– Наум, не строил бы из себя шута горохового, а взял бы своего приятеля Белошицкого, нарядился бы с ним во все свои ордена, и перетащил бы ту бесхозную рухлядь в наш дом!
– Евочка, да о чём ты говоришь? Какие у Белошицкого ордена? У него же одни медали!.. Он же всю войну провёл в ординарцах, а свои ордена «Славы» я позорить не буду!
– Будешь! У тебя подросла дочь! Ей самое время приводить себя в достойный порядок – у зеркала. Да и Танькин шейгиц любит себя рассматривать...
– Ну, мальчонке особая красота ни к чему, а Ида может рассматривать свои прыщики и в шкафу...
– Будешь много болтать – останешься с носом!.. Другие утащат.
– А может быть заявленьице написать кому-нибудь там в бухснаб?
– Наум, вы никак не зарубите у себя на своем еврейском носу, – это уже вмешивается бабушка Фира. – Я хоть и неграмотная, а хорошо знаю: писала писака, не разберет и собака. Делайте, что вам говорят.
– Мадам Есфирь, вам не следует так волноваться!
– Наум Борисович, – возмущается библейская сухенькая старушка. – Простите меня, но вы форменный тунеядец!
И вот «форменный тунеядец» заодно и домашний шут вместе с экс-ординарцем, написав таки надлежащее заявление и получив кучерявое разрешение, тащат трюмо через маленький ухоженный дворик под прицельными взглядами таких же барачных соседей, а уже через полчаса на лавочке у крыльца Белошицких идёт фронтовое распитие, и по всем уголкам тощего барачного дворика раздается нефасонная песня, которую дедушка Наум выучил ещё в довоенном ГУЛАГе:
«Ай да вспомним, братцы, ай да двадцать первый год...»

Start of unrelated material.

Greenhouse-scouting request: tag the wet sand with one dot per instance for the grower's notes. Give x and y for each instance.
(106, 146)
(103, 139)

Дедушка работает гальваником и в доме бывает не часто, зато я очень часто болею и скучаю рядом с прабабкой моей в бараке, сидя на ее узеньком топчане. Она больше умеет говорить по-еврейски, а русские слова ей даются с трудом, поэтому она их произносит редко, перемежая с говорком на идиш:
– Ах ты ятеле, мой ятеле...
– Бабушка, кто такой ятеле?
– Козленочек.
– На каком это языке?
– На гражданском.
На гражданском в доме говорят трое. К ним четвертой нехотя примыкает мать, то и дело резво отпираясь на русском, Ида пытается быть и того умнее и говорит на школьном, а я на языке детства. Странно, но мой язык понимают все окружающие, даже стоящее в дальнем углу от грубы русской печи с отбитым на полу металлическим ковриком, какое-то очень неуклюжее, припертое фронтовиками трюмо.
3
Я рассматриваю себя в зеркале. И нахожу себя в нём очень и очень странным. Внезапно перед глазами возникают разнообразнейшие видения. Нет, не так всё быстро. Прежде проступают какие-то предчувствия видений, от которых мне становится страшно. Рассматривая мальчика в белой рубашечке, в чёрных штанишках со шлейками и коричневых чулках, я не замечаю вечно разбитых зелёных сандаликов, но вижу себя в саду, в зарослях цветущих нежно фиолетовых цветов – мать-и-мачехи. Мне кажется, что зеркало вдыхает их аромат. Вдруг из самого зеркала вырывается огромный шмель и буквально опрокидывает меня на пол. От обиды и на шмеля, и на это странное зеркало я плачу и немедля принимаюсь мстить всем доступным мне зеркалам!..
Месть моя обстоятельна. Я отыскиваю множественные осколки маленьких кукольных зеркал и начинаю счищать с тыльной стороны вязкую густую тянучку, пока не замечаю, что краски уже нет! Тут у меня, злобливого, возникает в руках маленький острый гвоздик. Правда, очень кривой, весь в каких-то изгибах, служивший в военное лихолетье и несколько послевоенных лет уже не раз, и я начинаю им чертить на тыльной стороне всяческие каляки, пока не пробиваюсь к стеклу. Теперь я умиротворен. Зеркальный мир мною строго наказан...
Ещё более строго наказывает меня вечером мать. Теперь я стою в полутемном углу, в темные меня не ставят принципиально, потому что «бабуле» Ева сама боится грозы и темноты кромешной. Тем не менее, прощенный всеми, я строго наказан матерью, чей авторитет для меня непререкаем. Стою и тупо смотрю на это вредное безмолвное зеркало, к которому я поставлен лицом. И тут обнаруживаю оставленную Идой помаду. Она красится ей тайком. Делают такую поганую помаду цыгане. Она очень ароматная и быстро тает на солнце; она в узенькой фиолетовой трубочке и сама – бордово-рыжего цвета. Она-то мне и нужна.